2008 a-t-il jamais existé? Pas ici! Ici, on passe de décembre 2007 à janvier 2009.
En fait c’est une histoire assez intéressante. Je ne sais pas si vous allez me croire. Et à vrai dire j’en ai très peu à en cirer. Je vous raconte quand même, comme ça, pour le plaisir. Personne ne vous oblige tout de même à me lire ! (Enfin à moins que vous soyez un ami proche à qui je mentionne comme ça “ha oui, en passant, j’ai repris mon blogue” et que vous vous sentez obligé de lire mes cochonnerie et me complimenter sur mon merveilleux style par la suite. Voici un petit truc dans ce cas: vous pouvez me complimenter SANS me lire. De rien.)

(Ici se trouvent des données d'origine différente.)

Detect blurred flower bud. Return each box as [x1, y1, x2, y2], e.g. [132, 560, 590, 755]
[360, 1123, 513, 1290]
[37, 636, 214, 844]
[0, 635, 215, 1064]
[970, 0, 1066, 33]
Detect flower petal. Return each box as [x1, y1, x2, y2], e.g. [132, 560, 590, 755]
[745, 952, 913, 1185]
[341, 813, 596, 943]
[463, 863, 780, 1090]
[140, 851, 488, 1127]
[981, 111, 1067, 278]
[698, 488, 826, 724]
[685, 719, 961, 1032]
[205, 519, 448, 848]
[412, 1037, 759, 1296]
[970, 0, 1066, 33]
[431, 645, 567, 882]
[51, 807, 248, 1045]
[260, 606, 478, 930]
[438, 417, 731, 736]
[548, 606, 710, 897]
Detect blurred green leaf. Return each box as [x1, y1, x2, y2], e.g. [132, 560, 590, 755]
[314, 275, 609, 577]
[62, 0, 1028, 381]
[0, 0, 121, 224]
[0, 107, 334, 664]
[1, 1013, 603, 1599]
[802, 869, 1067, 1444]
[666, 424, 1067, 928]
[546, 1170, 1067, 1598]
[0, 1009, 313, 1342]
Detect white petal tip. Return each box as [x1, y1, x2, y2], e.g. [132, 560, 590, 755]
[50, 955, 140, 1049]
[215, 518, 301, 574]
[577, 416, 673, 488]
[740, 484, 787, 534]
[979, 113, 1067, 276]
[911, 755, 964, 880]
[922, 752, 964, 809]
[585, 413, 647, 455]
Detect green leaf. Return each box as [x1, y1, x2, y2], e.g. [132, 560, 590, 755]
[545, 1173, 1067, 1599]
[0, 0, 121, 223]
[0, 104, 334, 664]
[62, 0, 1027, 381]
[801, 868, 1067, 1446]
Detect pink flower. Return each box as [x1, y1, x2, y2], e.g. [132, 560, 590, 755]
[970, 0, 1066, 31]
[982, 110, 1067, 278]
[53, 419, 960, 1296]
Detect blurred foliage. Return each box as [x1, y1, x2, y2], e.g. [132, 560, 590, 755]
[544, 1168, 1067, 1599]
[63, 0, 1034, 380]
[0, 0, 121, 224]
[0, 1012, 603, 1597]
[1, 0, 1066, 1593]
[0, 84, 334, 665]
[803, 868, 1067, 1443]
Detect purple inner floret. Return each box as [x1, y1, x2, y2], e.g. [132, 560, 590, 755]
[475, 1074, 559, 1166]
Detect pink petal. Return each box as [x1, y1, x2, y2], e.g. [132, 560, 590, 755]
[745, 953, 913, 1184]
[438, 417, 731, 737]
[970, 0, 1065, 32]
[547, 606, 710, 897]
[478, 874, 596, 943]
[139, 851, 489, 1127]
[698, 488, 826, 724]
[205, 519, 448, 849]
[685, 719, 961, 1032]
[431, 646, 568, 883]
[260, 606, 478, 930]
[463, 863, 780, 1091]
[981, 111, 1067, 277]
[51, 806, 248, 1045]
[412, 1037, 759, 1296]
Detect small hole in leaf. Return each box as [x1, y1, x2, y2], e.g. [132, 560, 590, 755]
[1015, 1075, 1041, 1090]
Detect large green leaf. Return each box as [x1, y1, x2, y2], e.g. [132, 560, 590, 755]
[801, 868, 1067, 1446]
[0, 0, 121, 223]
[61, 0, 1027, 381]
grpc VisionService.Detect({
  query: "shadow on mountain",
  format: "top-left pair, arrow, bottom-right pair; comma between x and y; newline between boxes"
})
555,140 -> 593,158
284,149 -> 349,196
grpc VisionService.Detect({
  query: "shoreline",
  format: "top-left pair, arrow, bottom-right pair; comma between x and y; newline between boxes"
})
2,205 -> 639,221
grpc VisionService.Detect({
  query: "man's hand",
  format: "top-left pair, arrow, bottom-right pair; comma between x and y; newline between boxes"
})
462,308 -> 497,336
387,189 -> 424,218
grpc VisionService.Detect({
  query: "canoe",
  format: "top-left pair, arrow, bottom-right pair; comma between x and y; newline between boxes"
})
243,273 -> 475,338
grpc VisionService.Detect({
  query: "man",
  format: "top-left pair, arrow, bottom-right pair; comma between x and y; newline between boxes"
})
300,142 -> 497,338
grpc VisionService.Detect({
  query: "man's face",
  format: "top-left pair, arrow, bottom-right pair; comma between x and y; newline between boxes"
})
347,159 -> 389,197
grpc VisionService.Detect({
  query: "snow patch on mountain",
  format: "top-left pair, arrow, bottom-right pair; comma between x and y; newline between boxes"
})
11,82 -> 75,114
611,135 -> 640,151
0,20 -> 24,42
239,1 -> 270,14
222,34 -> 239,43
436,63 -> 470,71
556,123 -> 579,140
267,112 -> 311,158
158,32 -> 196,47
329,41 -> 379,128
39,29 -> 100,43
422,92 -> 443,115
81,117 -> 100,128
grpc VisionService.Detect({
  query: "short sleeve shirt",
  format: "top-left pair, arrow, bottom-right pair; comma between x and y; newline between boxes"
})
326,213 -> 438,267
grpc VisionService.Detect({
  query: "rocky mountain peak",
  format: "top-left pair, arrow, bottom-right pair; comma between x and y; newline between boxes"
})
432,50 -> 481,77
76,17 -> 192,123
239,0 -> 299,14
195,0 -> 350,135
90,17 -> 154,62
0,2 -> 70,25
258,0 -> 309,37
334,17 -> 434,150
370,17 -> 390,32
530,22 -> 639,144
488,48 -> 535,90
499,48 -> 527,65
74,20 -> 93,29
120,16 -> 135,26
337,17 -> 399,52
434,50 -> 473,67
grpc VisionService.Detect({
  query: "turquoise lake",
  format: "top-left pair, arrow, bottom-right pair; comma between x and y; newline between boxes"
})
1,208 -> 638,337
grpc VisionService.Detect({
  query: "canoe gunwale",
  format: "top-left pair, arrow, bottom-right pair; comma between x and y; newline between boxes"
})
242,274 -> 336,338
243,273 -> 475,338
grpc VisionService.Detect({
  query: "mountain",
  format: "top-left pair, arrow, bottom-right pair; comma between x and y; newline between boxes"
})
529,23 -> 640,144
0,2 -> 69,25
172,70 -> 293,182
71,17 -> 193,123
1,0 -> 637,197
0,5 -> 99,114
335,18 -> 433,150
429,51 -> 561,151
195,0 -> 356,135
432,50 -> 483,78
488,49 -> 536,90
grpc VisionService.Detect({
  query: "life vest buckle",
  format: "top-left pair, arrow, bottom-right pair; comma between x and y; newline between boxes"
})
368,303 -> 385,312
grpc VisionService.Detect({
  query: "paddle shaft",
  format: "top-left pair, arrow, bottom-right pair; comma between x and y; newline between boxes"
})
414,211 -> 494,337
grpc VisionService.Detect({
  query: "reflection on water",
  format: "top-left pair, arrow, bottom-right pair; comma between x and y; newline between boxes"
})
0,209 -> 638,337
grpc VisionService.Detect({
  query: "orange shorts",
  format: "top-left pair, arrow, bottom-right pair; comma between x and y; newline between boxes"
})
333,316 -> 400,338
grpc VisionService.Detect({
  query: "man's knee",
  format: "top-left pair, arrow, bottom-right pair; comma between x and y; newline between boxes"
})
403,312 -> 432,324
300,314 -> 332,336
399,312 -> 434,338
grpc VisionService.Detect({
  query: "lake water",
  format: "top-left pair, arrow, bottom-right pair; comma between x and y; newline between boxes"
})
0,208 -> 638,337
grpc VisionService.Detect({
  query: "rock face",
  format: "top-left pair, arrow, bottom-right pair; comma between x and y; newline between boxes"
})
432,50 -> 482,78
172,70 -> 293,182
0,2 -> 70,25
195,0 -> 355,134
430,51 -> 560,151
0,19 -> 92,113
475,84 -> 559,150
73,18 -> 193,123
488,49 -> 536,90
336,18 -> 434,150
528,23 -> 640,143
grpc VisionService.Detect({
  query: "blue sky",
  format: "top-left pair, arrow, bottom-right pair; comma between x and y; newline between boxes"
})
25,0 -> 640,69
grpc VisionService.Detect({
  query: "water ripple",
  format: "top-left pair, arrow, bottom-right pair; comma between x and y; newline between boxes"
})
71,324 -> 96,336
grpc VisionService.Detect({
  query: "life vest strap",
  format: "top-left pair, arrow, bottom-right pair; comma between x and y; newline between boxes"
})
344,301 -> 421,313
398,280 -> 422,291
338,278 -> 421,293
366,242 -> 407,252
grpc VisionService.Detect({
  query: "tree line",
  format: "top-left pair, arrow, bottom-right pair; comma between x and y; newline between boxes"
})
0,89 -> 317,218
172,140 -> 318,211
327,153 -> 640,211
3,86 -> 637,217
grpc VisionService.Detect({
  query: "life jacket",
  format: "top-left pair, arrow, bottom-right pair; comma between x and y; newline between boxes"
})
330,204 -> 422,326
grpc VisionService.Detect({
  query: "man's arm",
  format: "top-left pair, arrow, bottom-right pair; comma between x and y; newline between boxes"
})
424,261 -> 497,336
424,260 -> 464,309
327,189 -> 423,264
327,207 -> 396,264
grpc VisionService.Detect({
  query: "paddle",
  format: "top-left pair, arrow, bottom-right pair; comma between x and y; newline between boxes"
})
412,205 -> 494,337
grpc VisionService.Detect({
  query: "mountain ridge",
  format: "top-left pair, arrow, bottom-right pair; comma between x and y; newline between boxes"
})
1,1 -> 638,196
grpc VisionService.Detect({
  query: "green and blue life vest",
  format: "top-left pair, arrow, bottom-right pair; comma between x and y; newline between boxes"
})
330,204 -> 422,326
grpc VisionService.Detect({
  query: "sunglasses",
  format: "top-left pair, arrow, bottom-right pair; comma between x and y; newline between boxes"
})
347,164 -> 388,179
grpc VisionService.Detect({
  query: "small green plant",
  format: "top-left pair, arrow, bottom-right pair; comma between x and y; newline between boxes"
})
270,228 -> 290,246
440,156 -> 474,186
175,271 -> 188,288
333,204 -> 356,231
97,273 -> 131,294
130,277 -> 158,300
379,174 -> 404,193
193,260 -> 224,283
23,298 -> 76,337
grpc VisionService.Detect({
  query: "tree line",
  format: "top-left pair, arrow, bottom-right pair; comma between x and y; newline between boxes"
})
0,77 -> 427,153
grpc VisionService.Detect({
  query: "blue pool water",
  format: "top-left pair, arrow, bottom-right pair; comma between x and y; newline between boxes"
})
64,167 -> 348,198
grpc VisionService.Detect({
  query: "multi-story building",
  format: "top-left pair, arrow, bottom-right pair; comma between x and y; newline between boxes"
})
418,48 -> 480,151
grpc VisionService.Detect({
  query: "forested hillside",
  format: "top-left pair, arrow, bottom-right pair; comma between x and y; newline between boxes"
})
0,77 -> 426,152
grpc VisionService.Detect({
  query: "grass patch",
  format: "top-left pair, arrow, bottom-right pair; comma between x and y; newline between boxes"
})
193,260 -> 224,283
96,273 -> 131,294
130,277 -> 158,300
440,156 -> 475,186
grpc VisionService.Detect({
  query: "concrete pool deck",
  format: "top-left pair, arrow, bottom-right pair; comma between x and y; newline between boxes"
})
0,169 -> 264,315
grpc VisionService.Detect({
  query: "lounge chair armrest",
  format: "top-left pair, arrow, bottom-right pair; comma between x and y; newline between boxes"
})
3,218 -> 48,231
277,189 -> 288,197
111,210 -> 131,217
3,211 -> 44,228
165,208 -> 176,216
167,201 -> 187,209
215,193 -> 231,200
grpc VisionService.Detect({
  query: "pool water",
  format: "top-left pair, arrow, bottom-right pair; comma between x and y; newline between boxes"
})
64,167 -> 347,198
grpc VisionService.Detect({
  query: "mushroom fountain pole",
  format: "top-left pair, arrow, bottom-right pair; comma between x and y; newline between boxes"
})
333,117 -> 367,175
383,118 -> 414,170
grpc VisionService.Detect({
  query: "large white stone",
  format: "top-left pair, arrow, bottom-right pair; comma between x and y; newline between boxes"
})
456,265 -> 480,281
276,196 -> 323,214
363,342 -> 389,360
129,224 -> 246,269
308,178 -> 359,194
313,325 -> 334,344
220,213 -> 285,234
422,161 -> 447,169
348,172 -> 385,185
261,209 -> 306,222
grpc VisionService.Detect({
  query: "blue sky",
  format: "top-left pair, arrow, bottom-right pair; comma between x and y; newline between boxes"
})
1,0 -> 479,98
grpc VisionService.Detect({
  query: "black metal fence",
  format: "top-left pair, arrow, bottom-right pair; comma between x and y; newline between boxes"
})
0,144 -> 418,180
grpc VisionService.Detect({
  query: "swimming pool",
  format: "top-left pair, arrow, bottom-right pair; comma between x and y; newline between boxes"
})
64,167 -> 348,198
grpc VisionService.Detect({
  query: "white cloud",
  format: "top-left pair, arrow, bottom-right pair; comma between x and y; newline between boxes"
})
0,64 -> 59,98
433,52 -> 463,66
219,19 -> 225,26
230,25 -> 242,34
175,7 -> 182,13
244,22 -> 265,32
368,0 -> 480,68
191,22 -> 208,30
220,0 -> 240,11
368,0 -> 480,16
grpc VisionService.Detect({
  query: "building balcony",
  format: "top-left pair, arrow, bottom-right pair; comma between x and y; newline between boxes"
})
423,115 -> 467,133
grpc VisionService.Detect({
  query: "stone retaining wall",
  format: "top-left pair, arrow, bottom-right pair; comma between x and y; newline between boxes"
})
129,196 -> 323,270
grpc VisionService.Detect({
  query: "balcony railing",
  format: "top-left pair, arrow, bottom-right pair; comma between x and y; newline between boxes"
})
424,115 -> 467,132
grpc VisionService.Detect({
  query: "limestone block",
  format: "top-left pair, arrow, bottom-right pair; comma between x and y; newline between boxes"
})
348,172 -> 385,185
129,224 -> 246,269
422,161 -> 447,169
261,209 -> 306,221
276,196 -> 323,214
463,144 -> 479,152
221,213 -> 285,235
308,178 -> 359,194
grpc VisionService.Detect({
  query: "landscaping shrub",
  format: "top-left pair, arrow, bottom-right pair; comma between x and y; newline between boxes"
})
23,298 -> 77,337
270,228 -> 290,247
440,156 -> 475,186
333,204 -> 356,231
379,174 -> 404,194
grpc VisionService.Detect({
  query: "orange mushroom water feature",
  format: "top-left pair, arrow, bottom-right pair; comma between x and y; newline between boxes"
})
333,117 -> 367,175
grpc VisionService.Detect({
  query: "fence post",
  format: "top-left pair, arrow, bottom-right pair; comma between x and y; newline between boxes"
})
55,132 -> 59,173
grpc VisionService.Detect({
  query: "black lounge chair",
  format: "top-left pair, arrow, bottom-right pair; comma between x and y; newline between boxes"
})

Donc, oui, cette histoire. C’était en décembre 2007. Vers la fin décembre, juste avant le supplice annuel de d’interminables soupers en familles, échanges de banalités en sous d’un tas de branches qui perdent leurs épines et sourires forcées. Entre deux emballages de trucs inutiles, mais jolis, qu’on aime bien offrir en pareilles circonstances, je me suis retrouvée à réfléchir au sens de ma présence sur cette singulière planète et à mes grandes contributions à l’humanité dans l’année qui tirait à sa fin. Les conclusions ont été foudroyantes. Je ne servais à rien, la vie n’était qu’une suite d’instants sans importance ni but aucun, je n’accomplissais rien de significatif pour les générations à venir, mon existence ne valait pas plus que celle d’un flocon de neige, destiné inévitablement à échouer sur un amas de ses semblables et périr d’une façon prévisible sous la tyrannie des lois de la nature.
Émergeant de ces tristes pensées, j’ai pris la ferme résolution de changer le cours de ma vie. De la rendre importante, utile, digne des dictionnaires de noms propres et de livres d’histoire. Je me suis engagée à transformer le monde qui m’entoure, à faire une différence dans le sort de la planète, de nourrir les affamés et instruire des analphabètes, d’adopter les orphelins et soigner les lépreux, de construire des huttes en terre cuite et les recouvrir de toits de paille, de conduire des manifestation contre les guerres inutiles, de me faire élire au parlement, de parler pour ceux qui n’ont pas de voix et voir pour ceux qui n’ont pas de yeux, d’écrire pour ceux qui n’ont pas internet et chanter pour ceux qui sont trop sourds pour en souffrir. Et tandis que j’élaborais ces plans grandioses, que j’échafaudais ces projets héroïques, le monde continuait à tourner à une vitesse effrénée. À tel point que lorsque j’ouvris enfin les yeux pour contempler cette civilisation que j’allais sauver de sa perte et mener à son apogée, on était déjà au mois de janvier. 2009. Et je n’avais rien fait. Et il y avait la crise financière et la bande de Gaza et le divorce de Madonna et…et…et…
Alors voilà mon histoire d’une année 2008 qui n’a jamais eu lieu. Et de l’année 2009 où je trouverais réellement les réponses à tous les maux de la terre. Ou du moins quelques uns. Ou du moins j’essaierai. Ou du moins, cette fois-ci, je garderai les yeux ouverts et je tacherai de vivre. Tout simplement.